La sproporzione e l’utilizzo eccessivo dei provvedimenti giurisdizionali cautelari
Lo stato della giurisdizione in Calabria registra un trend tutto negativo. Da anni, infatti, la Corte d’Appello di Catanzaro e, a seguire, quella di Reggio Calabria, detengono il record di risarcimenti effettuati per riparazione derivante da ingiusta detenzione. Il nodo della questione, secondo Murgano, “è l’abuso e l’utilizzo massiccio delle misure cautelari, troppo spesso dispensate per finalità repressive non di singoli comportamenti antigiuridici, ma come strumento di lotta di un fenomeno sociale”. “Misure cautelari – continua – gravemente afflittive della libertà personale ed economica di individui, i quali subiscono contestualmente l’onta derivante da una campagna di disinformazione giudiziaria che, in spregio alla presunzione di non colpevolezza, sovrappone la figura dell’indagato a quella del condannato; una gogna mediatica che nessuna sentenza di assoluzione potrà mai neutralizzare. Quando tutto questo accade, lo Stato perde due volte; massacra il cittadino e fomenta logiche e culture antistatali”.
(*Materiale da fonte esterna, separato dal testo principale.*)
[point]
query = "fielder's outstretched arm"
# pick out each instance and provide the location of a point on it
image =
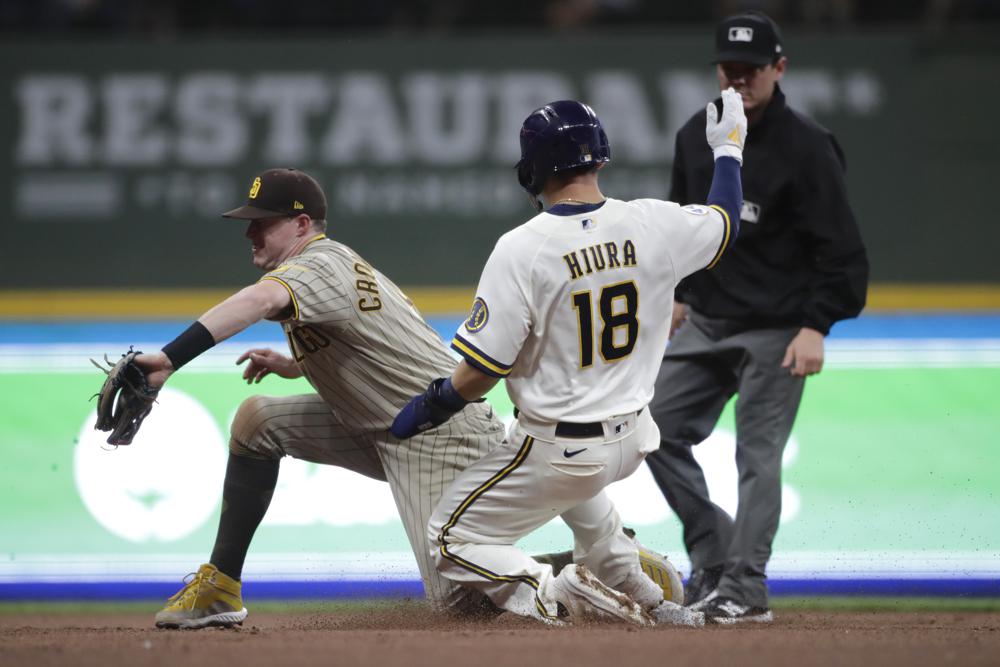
(443, 398)
(264, 300)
L’erosione delle garanzie difensive poste a presidio del diritto penale liberale e del giusto processo
“Nella piena convinzione dell’irrinunciabile funzione di garanzia che l’avvocatura svolge all’interno della giurisdizione – spiega il presidente della Camera Penale di Catanzaro – è evidente come la stessa non possa piegarsi alla continua, inarrestabile, pericolosa erosione dei principi e delle regole poste a presidio del giusto processo”.
“Serve un confronto serio e costruttivo sullo stato della giurisdizione – continua – perché la lotta alla mafia sia condotta senza ‘scorciatoie’ o attraverso un ‘garantismo a intermittenza’, nel rispetto dello statuto di garanzie imposto dalla nostra Carta Fondamentale”.
L’assenza di politiche sociali e culturali come forme alternative alla lotta alla mafia
“È importante ribadire che le operazioni antimafia, da sole, non sconfiggono la mafia – spiega ancora Murgano – ma bisogna creare le condizioni affinché i giovani non si avvicinino alla criminalità e, soprattutto, affinché possano avere un’alternativa di vita lecita. Politica e amministrazione dello Stato devono creare quelle condizioni, partendo dalle famiglie e dalle scuole (rafforzando la formazione e l’educazione al senso civico e alla legalità), soprattutto nei territori in cui storicamente le mafie hanno per troppo tempo scandito l’evolversi della vita sociale ed economica”.
Secondo la Camera Penale di Catanzaro “bisogna avere il coraggio di ‘scommettere’ su forme alternative di espiazione della pena, attingendo all’esperienza feconda della giustizia riparativa, in prossimità della fase terminale di espiazione della pena detentiva quando il periodo di osservazione in carcere ha dato esito positivo e consente di elaborare una prognosi favorevole di reinserimento nel tessuto sociale del condannato”.